7. L'insuline est un outil de prise en charge, pas un verdict
Le traitement à l’insuline consiste simplement à remplacer ou à compléter ce que l’organisme ne produit pas lui-même, et de nombreuses personnes y ont recours avec succès pendant des années sans que leur état ne s’aggrave. Certaines personnes atteintes de diabète de type 1 ont besoin d’insuline dès le diagnostic, tandis que d’autres, atteintes de diabète de type 2, y ont recours plus tard, lorsque les autres médicaments ne suffisent plus à couvrir leurs besoins. Considérer l’insuline comme un outil pratique plutôt que comme un revers facilite considérablement l’adaptation à son utilisation.
8. Un diabète non pris en charge peut affecter plusieurs organes
Une glycémie élevée sur le long terme peut endommager les vaisseaux sanguins et les nerfs dans tout l’organisme ; c’est pourquoi le diabète a des répercussions bien au-delà du simple taux de glucose. Le CDC considère le diabète comme l’une des principales causes d’insuffisance rénale, d’amputations des membres inférieurs et de cécité chez les adultes aux États-Unis. Une prise en charge rigoureuse, comprenant des bilans de santé réguliers et une surveillance de la glycémie, réduit considérablement le risque de voir ces complications se développer au fil du temps.
9. Le diabète gestationnel augmente le risque futur
Le diabète gestationnel disparaît généralement de lui-même après l’accouchement, mais il a des répercussions durables sur les risques pour la santé à long terme. Le CDC souligne que les personnes ayant souffert de diabète gestationnel présentent un risque accru de développer un diabète de type 2 plus tard dans leur vie, et que leurs enfants sont également exposés à un risque plus élevé d’obésité et de diabète de type 2. Un suivi après la grossesse permet aux médecins de détecter rapidement toute variation de la glycémie, bien avant que celle-ci ne devienne un problème plus grave.

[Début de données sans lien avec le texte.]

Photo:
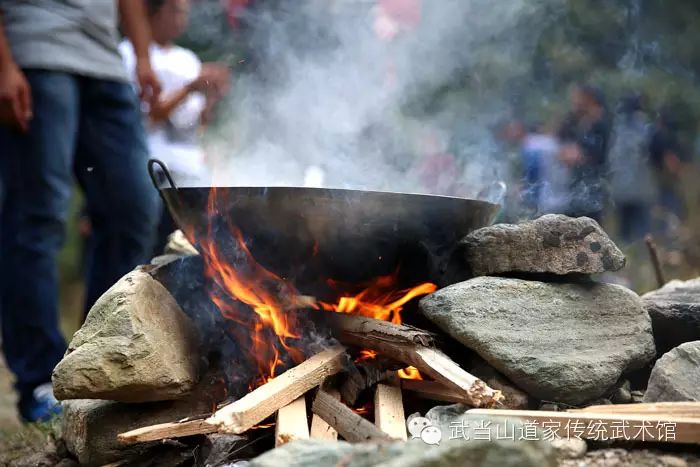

10. Le dépistage précoce influe sur les résultats
Le dépistage systématique du prédiabète ou du diabète à un stade précoce offre aux personnes une réelle opportunité de modifier leurs habitudes avant l’apparition de complications graves. Les recommandations actualisées du CDC et de l’Association américaine du diabète préconisent désormais un dépistage dès l’âge de 35 ans pour la plupart des adultes, suivi d’un nouveau test tous les trois ans. Aborder la question du dépistage avec un médecin, plutôt que d’attendre l’apparition des symptômes, permet aux personnes d’être bien mieux à même de gérer leur santé de manière proactive.